The lawsuit alleges that Seattle’s ordinance violates the constitutional rights of companies by intruding into their business decisions and rewriting contracts with gig workers. In addition, Instacart and WFIA argue that, since the hazard pay doesn’t apply to drivers transporting passengers in their vehicles, the rule infringes on the U.S. Constitution’s equal protection clause. The plaintiffs also claim that Seattle’s rule goes against a Washington law that prohibits local government from imposing extra taxes or charges on groceries. While the King County judge dismissed the latter argument, he allowed the lawsuit to proceed based on the other charges.
“Friday’s ruling was a significant win for independent grocers and employers like Instacart who continue to provide safe shopping environments for their customers and their employees,” president and CEO of WFIA Tammie Hetrick said in a statement.

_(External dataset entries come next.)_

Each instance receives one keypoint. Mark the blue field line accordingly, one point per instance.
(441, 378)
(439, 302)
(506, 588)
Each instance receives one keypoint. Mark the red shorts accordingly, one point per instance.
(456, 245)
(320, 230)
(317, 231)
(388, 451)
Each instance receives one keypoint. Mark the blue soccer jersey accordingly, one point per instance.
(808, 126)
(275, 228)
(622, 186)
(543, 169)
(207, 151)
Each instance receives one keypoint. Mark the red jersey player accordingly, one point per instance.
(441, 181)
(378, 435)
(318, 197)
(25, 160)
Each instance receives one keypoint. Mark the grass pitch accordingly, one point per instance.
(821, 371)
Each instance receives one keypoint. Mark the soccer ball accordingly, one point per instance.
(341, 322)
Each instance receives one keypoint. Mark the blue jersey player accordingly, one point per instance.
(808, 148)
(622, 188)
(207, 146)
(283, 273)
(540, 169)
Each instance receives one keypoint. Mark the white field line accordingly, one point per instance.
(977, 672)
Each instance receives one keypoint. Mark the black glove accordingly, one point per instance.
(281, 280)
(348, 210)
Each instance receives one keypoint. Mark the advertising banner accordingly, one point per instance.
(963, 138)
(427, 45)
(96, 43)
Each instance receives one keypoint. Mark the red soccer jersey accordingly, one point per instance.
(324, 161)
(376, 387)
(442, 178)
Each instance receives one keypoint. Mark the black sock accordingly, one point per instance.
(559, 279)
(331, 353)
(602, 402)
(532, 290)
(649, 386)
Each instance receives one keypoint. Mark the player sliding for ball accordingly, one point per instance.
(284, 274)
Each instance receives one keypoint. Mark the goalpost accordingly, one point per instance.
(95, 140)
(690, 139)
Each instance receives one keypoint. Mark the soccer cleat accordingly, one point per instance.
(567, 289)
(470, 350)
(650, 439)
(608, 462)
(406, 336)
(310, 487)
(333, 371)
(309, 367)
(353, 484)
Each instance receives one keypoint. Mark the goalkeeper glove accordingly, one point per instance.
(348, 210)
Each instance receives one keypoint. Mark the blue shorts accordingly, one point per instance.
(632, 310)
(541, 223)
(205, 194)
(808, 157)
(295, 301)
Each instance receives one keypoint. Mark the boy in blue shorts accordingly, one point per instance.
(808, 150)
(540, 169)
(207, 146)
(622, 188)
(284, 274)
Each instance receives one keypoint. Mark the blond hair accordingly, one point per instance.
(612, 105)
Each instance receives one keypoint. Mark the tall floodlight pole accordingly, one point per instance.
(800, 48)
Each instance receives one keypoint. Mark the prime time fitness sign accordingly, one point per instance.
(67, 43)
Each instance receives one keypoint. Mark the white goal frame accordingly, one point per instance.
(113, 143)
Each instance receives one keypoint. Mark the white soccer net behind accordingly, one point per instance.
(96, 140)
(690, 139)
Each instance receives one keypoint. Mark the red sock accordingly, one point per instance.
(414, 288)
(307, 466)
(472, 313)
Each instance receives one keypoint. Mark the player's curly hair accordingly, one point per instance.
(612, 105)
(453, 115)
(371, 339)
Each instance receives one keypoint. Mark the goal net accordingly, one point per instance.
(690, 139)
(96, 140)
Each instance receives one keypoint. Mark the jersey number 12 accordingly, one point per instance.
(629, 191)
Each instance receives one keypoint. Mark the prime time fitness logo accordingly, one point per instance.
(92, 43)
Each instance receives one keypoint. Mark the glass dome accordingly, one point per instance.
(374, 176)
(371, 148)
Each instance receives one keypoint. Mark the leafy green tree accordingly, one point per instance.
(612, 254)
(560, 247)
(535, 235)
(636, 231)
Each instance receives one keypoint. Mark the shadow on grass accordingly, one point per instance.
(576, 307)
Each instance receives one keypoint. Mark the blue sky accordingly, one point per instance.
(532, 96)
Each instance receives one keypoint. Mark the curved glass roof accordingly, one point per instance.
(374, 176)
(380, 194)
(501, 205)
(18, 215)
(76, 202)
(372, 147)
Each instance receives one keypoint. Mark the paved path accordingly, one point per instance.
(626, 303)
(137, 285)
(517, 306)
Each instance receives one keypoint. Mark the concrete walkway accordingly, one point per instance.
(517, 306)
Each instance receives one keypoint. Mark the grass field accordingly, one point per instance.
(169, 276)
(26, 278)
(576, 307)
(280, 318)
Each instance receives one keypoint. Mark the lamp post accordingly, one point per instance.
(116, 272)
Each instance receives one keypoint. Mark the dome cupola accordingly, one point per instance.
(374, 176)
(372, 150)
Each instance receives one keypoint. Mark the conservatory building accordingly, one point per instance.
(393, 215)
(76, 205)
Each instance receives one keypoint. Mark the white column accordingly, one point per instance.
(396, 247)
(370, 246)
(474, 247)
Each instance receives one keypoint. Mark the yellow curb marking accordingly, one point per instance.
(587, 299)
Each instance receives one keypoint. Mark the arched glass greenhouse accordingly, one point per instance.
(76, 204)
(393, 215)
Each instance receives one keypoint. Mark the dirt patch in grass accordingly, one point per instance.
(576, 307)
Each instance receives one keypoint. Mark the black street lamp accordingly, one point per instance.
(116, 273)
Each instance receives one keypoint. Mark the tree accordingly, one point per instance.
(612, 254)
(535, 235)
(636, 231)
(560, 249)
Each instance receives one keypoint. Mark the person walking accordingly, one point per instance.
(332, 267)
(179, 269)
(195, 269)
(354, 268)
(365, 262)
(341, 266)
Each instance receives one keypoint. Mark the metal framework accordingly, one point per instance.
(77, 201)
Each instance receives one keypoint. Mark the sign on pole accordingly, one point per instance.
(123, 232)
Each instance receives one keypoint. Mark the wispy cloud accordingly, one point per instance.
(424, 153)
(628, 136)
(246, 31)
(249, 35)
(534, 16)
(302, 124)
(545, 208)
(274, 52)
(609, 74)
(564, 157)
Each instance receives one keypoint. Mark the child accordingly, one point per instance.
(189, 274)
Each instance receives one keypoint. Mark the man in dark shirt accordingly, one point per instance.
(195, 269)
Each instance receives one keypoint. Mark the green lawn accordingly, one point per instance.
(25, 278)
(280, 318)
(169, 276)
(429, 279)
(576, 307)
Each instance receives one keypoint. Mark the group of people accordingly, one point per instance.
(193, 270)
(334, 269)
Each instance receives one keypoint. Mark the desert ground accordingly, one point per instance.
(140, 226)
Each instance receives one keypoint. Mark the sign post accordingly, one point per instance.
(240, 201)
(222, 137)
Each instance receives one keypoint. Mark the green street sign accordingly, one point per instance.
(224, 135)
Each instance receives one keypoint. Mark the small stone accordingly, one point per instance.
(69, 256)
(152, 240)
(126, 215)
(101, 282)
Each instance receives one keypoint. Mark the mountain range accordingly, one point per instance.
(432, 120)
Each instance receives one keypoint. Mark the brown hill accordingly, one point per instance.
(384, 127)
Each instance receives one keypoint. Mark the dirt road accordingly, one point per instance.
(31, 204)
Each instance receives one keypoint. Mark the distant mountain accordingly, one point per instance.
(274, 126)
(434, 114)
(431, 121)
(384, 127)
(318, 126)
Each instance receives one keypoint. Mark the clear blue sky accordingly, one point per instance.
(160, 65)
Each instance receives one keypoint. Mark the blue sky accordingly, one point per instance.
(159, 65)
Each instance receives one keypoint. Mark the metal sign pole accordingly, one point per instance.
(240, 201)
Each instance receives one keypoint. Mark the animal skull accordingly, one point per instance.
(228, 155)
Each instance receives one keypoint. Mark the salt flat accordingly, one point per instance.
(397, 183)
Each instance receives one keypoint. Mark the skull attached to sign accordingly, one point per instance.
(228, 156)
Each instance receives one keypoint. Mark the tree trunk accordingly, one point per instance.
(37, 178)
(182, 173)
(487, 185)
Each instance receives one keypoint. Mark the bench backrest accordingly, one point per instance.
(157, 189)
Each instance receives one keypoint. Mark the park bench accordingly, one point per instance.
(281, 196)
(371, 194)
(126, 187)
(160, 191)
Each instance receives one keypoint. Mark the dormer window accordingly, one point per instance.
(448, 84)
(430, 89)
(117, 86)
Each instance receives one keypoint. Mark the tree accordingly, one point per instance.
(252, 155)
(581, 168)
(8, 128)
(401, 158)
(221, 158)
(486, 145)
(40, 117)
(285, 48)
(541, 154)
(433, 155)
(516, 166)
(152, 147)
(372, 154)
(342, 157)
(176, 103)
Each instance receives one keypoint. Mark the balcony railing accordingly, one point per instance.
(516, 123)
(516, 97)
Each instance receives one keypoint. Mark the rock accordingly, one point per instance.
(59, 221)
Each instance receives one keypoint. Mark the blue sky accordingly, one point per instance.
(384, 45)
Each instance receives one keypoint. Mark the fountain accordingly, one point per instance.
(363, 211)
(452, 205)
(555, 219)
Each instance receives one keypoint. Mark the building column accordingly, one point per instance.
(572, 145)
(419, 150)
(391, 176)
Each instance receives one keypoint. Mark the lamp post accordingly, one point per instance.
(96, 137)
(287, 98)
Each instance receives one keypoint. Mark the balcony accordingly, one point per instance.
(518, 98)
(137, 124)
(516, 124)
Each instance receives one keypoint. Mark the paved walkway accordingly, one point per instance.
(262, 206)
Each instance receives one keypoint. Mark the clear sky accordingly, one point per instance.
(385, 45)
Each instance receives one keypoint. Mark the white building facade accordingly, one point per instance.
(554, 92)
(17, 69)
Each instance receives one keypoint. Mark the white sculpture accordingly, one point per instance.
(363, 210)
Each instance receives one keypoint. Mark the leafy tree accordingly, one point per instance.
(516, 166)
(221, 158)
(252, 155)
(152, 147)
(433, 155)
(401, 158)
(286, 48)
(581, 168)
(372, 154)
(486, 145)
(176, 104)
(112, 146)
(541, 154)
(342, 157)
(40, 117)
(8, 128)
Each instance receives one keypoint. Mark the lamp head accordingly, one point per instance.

To this point, Seattle’s efforts at instituting hazard pay during the pandemic have held up in court. On March 18, a federal judge struck down a lawsuit filed by Pacific Northwest food industry groups challenging Seattle’s hazard pay law for grocery workers. Potential appeals aside, the current $4-per-hour pay boost to employees at larger supermarket chains, such as QFC, Whole Foods, and Safeway, will stand as long as the city’s COVID-related emergency is in effect. Meanwhile, the Seattle Office of Labor Standards announced last fall that delivery companies DoorDash and Postmates doled out more than $350,000 in restitution to drivers after Seattle’s hazard pay mandate went into effect.
Now that the gig worker hazard pay lawsuit is allowed to proceed, there could be a larger fight looming. Recently, the labor advocacy organization Working Washington has stepped up pressure on state lawmakers to raise pay and provide more flexibility for gig workers, calling for a $15 minimum pay floor for every hour work, ensuring tips on top of that pay (not as a substitute), and greater transparency from companies to provide a detailed breakdown of jobs.
Besides the hazard pay law, Seattle passed an ordinance last fall that aligned compensation for Uber and Lyft drivers with the city’s $16.39 per hour minimum wage. But if lawsuits from third-party apps and industry groups find more success, the momentum to address gig worker compensation and protections through any further legislation will likely face added complications.
“I remain interested in ensuring that gig worker protections are considered and debated by the city of Seattle beyond the current civil emergency,” says city council president Lorena González. “Seattle is a city dedicated to ensuring we are a place where business and workers can thrive together and this must mean addressing the working conditions of our gig workers providing a crucial service in food access and more.”